If so, then the logical answer would be that the wall absorbs most of the shockwaves produced by the explosion and protects you from the high quantities of heat produced. However, there is always the danger that the wall crumbles and takes you down with it. So if the wall is strong enough, get behind it, otherwise, run for your life.
Your question is very broad. I assume we are talking about the pressure blast itself, not shrapnel or heat from the blast, ONLY the pressure wave.
Think of the blast as a three dimensional pressure wave, as you encounter the wave, you typically have high pressure, followed by low pressure, before things stabilize to ambient.
For the most part waves are waves, ideally you want to break up this wave.

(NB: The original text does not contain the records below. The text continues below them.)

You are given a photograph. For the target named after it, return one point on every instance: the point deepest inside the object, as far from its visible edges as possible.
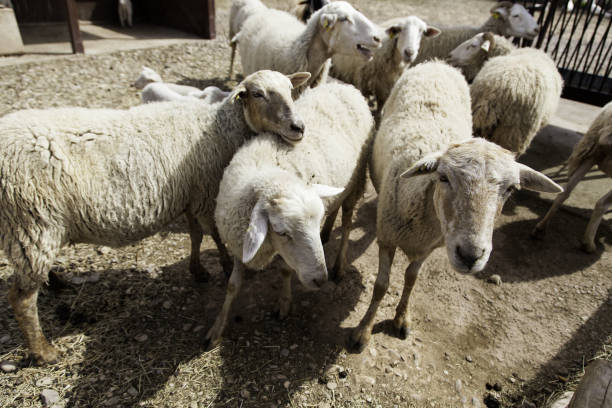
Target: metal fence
(575, 35)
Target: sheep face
(268, 105)
(147, 75)
(517, 20)
(347, 31)
(474, 180)
(409, 32)
(292, 220)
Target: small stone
(44, 382)
(8, 366)
(49, 397)
(496, 279)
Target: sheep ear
(432, 32)
(393, 30)
(299, 78)
(536, 181)
(328, 20)
(323, 190)
(255, 234)
(426, 165)
(238, 93)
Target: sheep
(274, 39)
(595, 148)
(124, 8)
(239, 12)
(272, 198)
(507, 19)
(400, 47)
(437, 186)
(305, 8)
(471, 55)
(163, 92)
(112, 177)
(513, 95)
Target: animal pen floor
(131, 325)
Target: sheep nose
(467, 258)
(298, 127)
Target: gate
(575, 35)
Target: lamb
(124, 8)
(239, 12)
(437, 186)
(304, 8)
(112, 177)
(399, 48)
(595, 148)
(269, 201)
(163, 92)
(507, 19)
(513, 95)
(274, 39)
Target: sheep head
(409, 31)
(475, 178)
(268, 105)
(515, 20)
(346, 31)
(290, 218)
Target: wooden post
(209, 23)
(73, 27)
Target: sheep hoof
(538, 233)
(356, 342)
(588, 247)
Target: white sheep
(113, 177)
(437, 186)
(507, 19)
(399, 48)
(274, 39)
(239, 12)
(164, 92)
(124, 8)
(513, 95)
(305, 8)
(272, 198)
(595, 148)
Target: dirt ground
(131, 324)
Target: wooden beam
(73, 27)
(209, 23)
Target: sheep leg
(213, 337)
(284, 299)
(402, 316)
(328, 226)
(581, 171)
(23, 302)
(195, 233)
(362, 333)
(588, 241)
(337, 272)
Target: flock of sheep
(265, 168)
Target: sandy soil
(133, 336)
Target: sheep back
(514, 96)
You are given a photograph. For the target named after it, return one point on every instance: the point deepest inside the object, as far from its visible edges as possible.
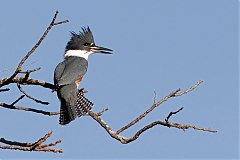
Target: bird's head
(83, 45)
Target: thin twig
(125, 140)
(148, 111)
(6, 81)
(173, 94)
(28, 109)
(37, 146)
(171, 113)
(61, 22)
(21, 97)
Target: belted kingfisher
(69, 73)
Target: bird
(69, 73)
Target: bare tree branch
(28, 109)
(171, 113)
(166, 123)
(36, 146)
(6, 81)
(39, 146)
(156, 104)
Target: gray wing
(68, 71)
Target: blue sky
(159, 45)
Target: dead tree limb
(166, 123)
(24, 79)
(36, 146)
(6, 81)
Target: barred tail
(83, 105)
(77, 105)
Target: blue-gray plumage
(68, 75)
(70, 70)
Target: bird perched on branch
(69, 73)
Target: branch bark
(116, 135)
(25, 79)
(36, 146)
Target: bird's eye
(86, 44)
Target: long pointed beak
(98, 49)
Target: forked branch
(166, 123)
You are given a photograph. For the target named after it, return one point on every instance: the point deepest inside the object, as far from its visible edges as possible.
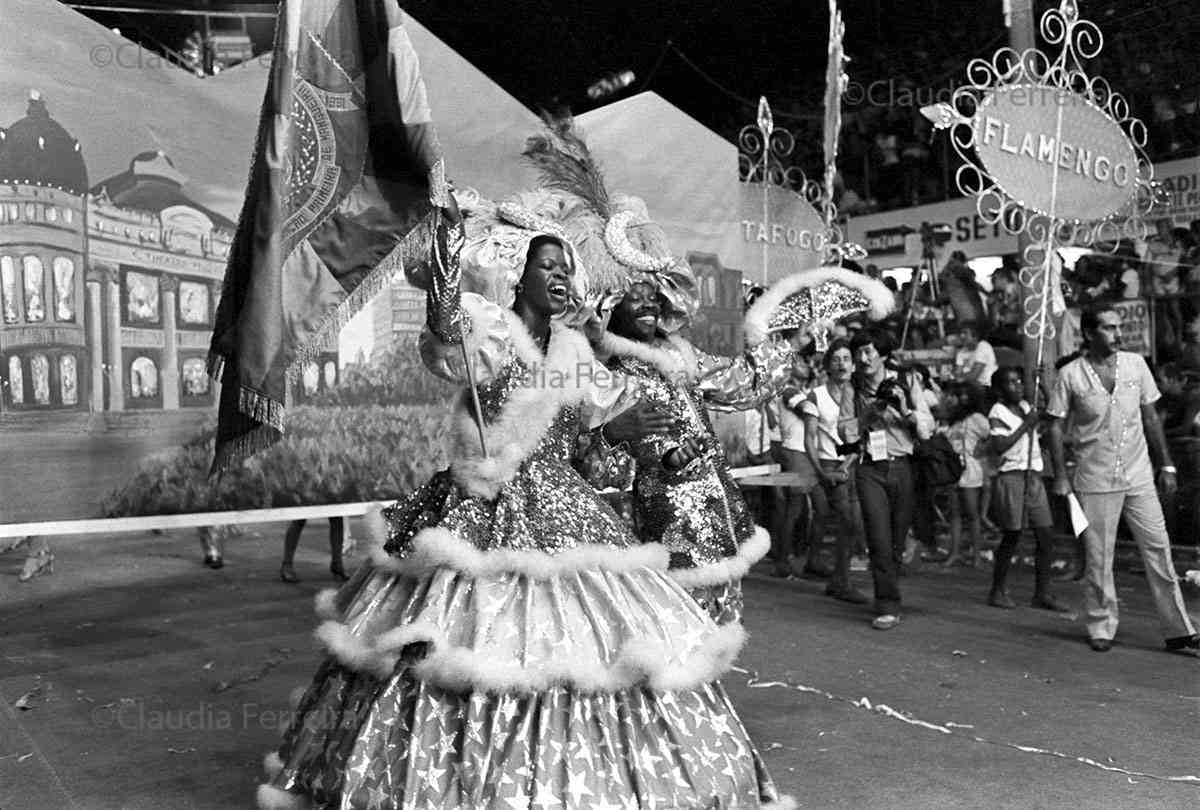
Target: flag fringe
(235, 451)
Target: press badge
(877, 445)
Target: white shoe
(886, 622)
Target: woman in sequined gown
(511, 645)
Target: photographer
(892, 412)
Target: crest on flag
(345, 190)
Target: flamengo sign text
(157, 259)
(1079, 160)
(1055, 151)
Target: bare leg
(291, 540)
(336, 539)
(955, 557)
(1042, 595)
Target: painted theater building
(107, 292)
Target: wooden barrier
(744, 475)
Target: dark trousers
(843, 501)
(885, 491)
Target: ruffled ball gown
(511, 645)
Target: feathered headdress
(498, 237)
(613, 233)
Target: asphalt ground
(135, 678)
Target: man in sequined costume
(684, 496)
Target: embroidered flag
(346, 175)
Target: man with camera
(1110, 396)
(892, 413)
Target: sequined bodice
(558, 443)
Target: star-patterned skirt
(465, 676)
(407, 744)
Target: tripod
(928, 269)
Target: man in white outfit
(1110, 396)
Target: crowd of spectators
(889, 156)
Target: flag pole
(450, 211)
(474, 396)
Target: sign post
(1053, 154)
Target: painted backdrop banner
(118, 203)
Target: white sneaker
(886, 622)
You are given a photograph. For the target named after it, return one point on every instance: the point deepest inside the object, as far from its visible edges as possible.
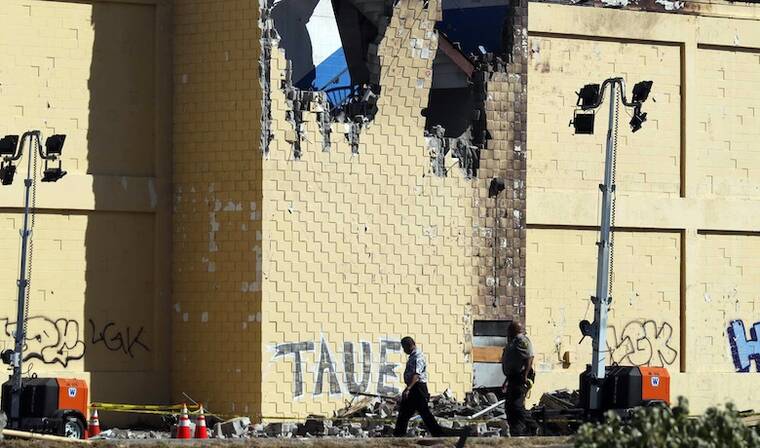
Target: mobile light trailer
(610, 387)
(45, 405)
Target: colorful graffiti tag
(744, 349)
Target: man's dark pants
(517, 415)
(416, 401)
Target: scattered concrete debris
(670, 5)
(234, 428)
(615, 3)
(126, 434)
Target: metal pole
(23, 283)
(602, 299)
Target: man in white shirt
(415, 397)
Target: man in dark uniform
(517, 365)
(415, 396)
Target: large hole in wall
(475, 39)
(331, 49)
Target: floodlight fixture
(638, 119)
(588, 96)
(497, 186)
(54, 144)
(583, 122)
(53, 174)
(641, 91)
(7, 172)
(8, 145)
(7, 356)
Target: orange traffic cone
(183, 428)
(93, 428)
(201, 432)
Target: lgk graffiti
(50, 341)
(642, 343)
(326, 368)
(117, 340)
(743, 349)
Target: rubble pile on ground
(370, 416)
(373, 416)
(125, 434)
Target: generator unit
(627, 387)
(49, 405)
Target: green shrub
(663, 427)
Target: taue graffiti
(117, 340)
(642, 343)
(50, 341)
(327, 370)
(744, 349)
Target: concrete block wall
(361, 250)
(95, 71)
(216, 265)
(686, 199)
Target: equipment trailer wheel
(73, 428)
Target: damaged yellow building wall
(687, 213)
(94, 71)
(216, 298)
(361, 250)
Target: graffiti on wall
(50, 341)
(642, 343)
(744, 349)
(125, 340)
(357, 372)
(59, 341)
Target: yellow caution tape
(177, 409)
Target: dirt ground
(475, 442)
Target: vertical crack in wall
(298, 101)
(268, 40)
(324, 118)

Many bunkers are designed with 90 degree internal corridors.
Realize there is only a 14.7psi differential between sea level and "outer space" not really all that much.
From a human physiology perspective, the body can take a fair amount of pressure variation given enough TIME, to adapt and adjust.

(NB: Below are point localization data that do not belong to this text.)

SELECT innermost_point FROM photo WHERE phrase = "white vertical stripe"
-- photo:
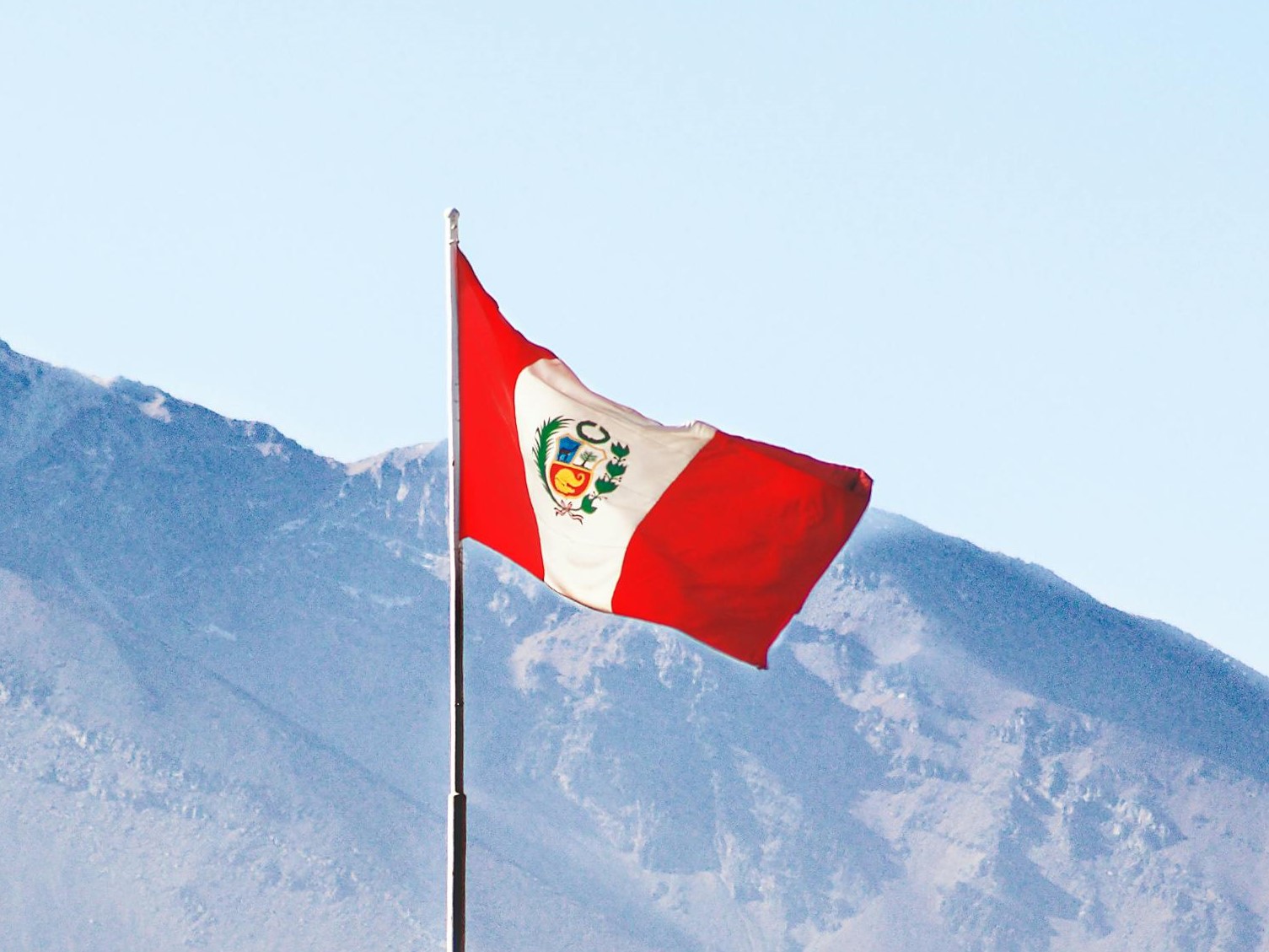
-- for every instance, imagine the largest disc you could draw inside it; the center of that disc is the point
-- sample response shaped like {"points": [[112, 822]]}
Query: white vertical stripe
{"points": [[583, 552]]}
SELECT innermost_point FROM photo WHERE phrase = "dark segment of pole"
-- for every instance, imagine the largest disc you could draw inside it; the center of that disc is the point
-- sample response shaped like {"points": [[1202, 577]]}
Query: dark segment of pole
{"points": [[456, 922]]}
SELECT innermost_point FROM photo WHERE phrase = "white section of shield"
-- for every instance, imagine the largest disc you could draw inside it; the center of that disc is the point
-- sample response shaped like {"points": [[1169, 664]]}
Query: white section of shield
{"points": [[583, 559]]}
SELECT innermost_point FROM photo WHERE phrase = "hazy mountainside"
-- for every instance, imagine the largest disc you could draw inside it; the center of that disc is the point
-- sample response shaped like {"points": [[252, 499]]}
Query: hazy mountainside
{"points": [[223, 716]]}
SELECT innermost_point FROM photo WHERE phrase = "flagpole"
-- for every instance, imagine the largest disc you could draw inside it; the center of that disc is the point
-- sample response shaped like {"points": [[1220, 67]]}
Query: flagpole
{"points": [[456, 921]]}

The blast scenario pressure changes so rapidly, not much adjustment is possible on a physiological level. Ears and Lungs are usually the most easily injured.
Sorry for the long windedness, The wall needs to affect the wave, angle of the wall, proximity to the wall, etc, all modify the pressure exposure. I would think angle and proximity to the wall, could actually make things worse.
More specifics are needed, but being by a wall in the open can help:
As pointed out the body is pretty resilient to high ambient pressure.
So the major things causing damage are things hitting you, or you hitting them. A large explosion that generates little shrapnel will probably cause the most damage by tossing you hard and fast. This won't cause that much damage until you hit something solid...however if you're already pressed against a wall you won't get 'thrown' just pushed into the wall.
You will end up with twice the pressure on you due to the shock wave reflecting off the wall.